On the Road Friendship Quotes
How we cite our quotes: Citations follow this format: (Part.Chapter.Paragraph)
In those days he really didn’t know what he was talking about; that is to say, he was a young jailkid all hung-up on the wonderful possibilities of becoming a real intellectual, and he liked to talk in the tone and using the words, but in a jumbled way, that he had heard from "real intellectuals" - although, mind you, he wasn’t so naive as that in all other things, and it took him just a few months with Carlo Marx to become completely in there with all the terms and jargon. Nonetheless we understood each other on other levels of madness, and I agreed that he could stay at my house till he found a job and furthermore we agreed to go out West sometime. That was the winter of 1947. (I.1.7)
Dean and Sal’s friendship is based on madness. The question that follows is how does Sal and Dean's friendship evolve as Dean's madness evolves?

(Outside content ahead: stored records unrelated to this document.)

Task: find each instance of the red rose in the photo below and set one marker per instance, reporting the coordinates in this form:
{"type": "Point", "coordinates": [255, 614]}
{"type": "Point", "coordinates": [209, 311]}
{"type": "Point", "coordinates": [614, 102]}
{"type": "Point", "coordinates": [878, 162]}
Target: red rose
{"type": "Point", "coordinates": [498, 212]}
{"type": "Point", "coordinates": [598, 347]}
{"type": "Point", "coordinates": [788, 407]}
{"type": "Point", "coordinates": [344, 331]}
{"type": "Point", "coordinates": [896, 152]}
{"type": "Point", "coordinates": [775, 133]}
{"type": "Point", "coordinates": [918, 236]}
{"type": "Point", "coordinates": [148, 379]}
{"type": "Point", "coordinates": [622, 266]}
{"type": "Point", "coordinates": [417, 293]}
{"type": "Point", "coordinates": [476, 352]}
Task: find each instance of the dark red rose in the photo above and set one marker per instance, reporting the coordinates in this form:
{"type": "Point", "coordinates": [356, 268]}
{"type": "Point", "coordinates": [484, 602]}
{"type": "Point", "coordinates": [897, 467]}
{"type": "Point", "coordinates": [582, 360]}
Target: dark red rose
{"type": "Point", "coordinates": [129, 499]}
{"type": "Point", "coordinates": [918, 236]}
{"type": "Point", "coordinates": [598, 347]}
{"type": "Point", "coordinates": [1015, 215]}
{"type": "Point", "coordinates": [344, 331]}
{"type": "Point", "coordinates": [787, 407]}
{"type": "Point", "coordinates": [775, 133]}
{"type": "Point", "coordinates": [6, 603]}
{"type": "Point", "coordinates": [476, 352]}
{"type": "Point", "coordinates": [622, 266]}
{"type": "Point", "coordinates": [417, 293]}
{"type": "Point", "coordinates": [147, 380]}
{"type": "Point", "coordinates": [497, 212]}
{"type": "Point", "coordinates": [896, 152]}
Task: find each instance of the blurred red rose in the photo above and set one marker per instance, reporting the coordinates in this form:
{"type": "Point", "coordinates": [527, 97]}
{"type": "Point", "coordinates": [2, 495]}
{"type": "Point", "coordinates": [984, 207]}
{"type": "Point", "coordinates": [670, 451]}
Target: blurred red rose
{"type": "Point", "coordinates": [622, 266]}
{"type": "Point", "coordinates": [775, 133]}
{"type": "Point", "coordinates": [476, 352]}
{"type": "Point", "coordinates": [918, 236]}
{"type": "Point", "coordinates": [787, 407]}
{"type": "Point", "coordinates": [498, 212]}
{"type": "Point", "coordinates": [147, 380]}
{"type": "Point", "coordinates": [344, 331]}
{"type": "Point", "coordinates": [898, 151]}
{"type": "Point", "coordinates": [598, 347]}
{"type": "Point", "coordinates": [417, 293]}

And that was the night Dean met Carlo Marx. A tremendous thing happened when Dean met Carlo Marx. Two keen minds that they are, they took to each other at the drop of a hat. Two piercing eyes glanced into two piercing eyes - the holy con-man with the shining mind, and the sorrowful poetic con-man with the dark mind that is Carlo Marx. From that moment on I saw very little of Dean, and I was a little sorry too. Their energies met head-on, I was a lout compared, I couldn’t keep up with them. (I.1.11)
If Dean and Sal’s friendship is based on learning of the mind, then Carlo and Dean’s is based on a deeper soul connection, the kind that Sal ultimately looks for in a woman. In fact, Sal’s descriptions of Laura’s eyes mirror this description of "two piercing eyes."
Yes, and it wasn’t only because I was a writer and needed new experiences that I wanted to know Dean more, and because my life hanging around the campus had reached the completion of its cycle and was stultified, but because, somehow, in spite of our difference in character, he reminded me of some long-lost brother; the sight of his suffering bony face with the long sideburns and his straining muscular sweating neck made me remember my boyhood in those dye-dumps and swimholes and riversides of Paterson and the Passaic. (I.1.16)
Sal repeatedly uses the word "brother" to describe Dean, suggesting a greater bond than mere friendship between them.